Pillars of Eternity’s Josh Sawyer isn’t directing follow-up Avowed because he doesn’t feel like an “overprotective parent”: “I don’t care. It’s not mine. It was never mine”
Obsidian Entertainment veteran Josh Sawyer was too burned out on game development to direct Avowed, the upcoming RPG set in the same universe as his two beloved Pillars of Eternity games.
You might have heard Josh Sawyer’s name for his work directing Fallout: New Vegas, AKA the best game in the series, as well as the isometric Pillars of Eternities and medieval whodunnit Pentiment. But when the renowned studio began working on a first-person offshoot to the Pillars of Eternity series, Sawyer was apparently “pretty burned out.”
“The project was conceived by Feargus Urquhart, my boss [and the studio’s CEO],” Sawyer explains in a new Q&A YouTube video. “This was right after [Pillars of Eternity 2: Deadfire] – I can’t remember exactly when the conception of it occurred, let’s say maybe a year – but after Deadfire I was pretty burned out, like legitimately capital B burned out. And it wasn’t that I was burned out on Pillars specifically, but I just couldn’t direct anything. I wasn’t interested in it.”
Sawyer then explains that it wasn’t until he began developing his passion project in Pentiment that he “really got back into the idea of directing… for a while I was just offering advice and things like that.” Sawyer’s experiences on Pentiment actually informed a wider belief in the studio that smaller games can benefit AAA teams and keep them healthy – also evidenced by the long-running success of Grounded.
Aside from feeling too worn out to take on another hefty project, Sawyer also just didn’t feel personally responsible for the fantasy world he helped create. “I know this will sound crazy to some people, but I don’t care. It’s not mine. It was never mine,” he says. “My mentality with whatever I do – I’m not saying it’s right or wrong, I’m saying it is a fact – is I don’t have control over the intellectual property that I develop while working for another company. That’s just the way it is.

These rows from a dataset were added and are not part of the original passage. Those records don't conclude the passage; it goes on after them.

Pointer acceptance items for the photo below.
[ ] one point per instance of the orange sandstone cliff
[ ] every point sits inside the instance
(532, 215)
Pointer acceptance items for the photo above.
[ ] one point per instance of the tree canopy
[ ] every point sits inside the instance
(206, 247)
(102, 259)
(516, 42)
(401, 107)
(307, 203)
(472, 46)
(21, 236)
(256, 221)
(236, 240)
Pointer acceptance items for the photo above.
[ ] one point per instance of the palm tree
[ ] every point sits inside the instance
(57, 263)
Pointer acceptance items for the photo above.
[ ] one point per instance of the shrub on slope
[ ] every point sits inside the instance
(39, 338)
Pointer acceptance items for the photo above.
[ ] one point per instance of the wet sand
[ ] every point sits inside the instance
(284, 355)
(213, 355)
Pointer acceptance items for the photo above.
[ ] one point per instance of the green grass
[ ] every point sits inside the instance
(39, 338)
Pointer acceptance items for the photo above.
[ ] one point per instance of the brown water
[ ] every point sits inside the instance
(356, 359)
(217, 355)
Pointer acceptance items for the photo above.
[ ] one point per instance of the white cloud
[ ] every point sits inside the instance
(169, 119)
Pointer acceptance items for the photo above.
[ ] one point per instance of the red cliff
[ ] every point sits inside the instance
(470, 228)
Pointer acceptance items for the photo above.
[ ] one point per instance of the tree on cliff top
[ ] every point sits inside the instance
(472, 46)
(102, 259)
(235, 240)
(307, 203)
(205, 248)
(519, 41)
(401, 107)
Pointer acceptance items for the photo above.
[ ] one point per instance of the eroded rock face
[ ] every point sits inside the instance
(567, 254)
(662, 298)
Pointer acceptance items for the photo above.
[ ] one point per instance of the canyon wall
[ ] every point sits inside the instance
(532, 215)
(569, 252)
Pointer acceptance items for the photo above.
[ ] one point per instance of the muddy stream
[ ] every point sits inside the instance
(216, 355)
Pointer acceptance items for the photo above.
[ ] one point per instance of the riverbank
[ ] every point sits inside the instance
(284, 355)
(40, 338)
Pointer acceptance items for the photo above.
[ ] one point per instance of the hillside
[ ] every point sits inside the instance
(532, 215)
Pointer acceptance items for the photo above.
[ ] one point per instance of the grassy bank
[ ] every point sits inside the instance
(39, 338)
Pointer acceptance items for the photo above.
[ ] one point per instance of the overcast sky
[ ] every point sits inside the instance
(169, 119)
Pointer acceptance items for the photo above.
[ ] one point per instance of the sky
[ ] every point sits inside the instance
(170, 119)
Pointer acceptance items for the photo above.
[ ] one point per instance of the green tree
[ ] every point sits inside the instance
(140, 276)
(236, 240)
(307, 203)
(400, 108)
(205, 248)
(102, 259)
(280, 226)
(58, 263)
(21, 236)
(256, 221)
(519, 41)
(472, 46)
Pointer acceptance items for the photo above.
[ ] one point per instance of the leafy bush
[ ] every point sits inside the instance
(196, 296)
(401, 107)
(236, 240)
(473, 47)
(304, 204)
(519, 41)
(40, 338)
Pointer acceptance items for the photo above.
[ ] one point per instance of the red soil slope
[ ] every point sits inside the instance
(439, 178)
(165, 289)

“I have long held in my mind that it’s not my choice what happens with something or does not happen with it,” he continued. “I’m certainly willing to give my opinion on where an IP goes or how an IP is used, but I don’t feel like an overprotective parent because it doesn’t belong to me anymore – it never really did.”
Elsewhere, Sawyer said that even Baldur’s Gate 3’s reception might not be enough for him to return to the universe for a Pillars of Eternity 3 because he’s “out of step” with the audience that enjoyed Larian Studios’ hit game.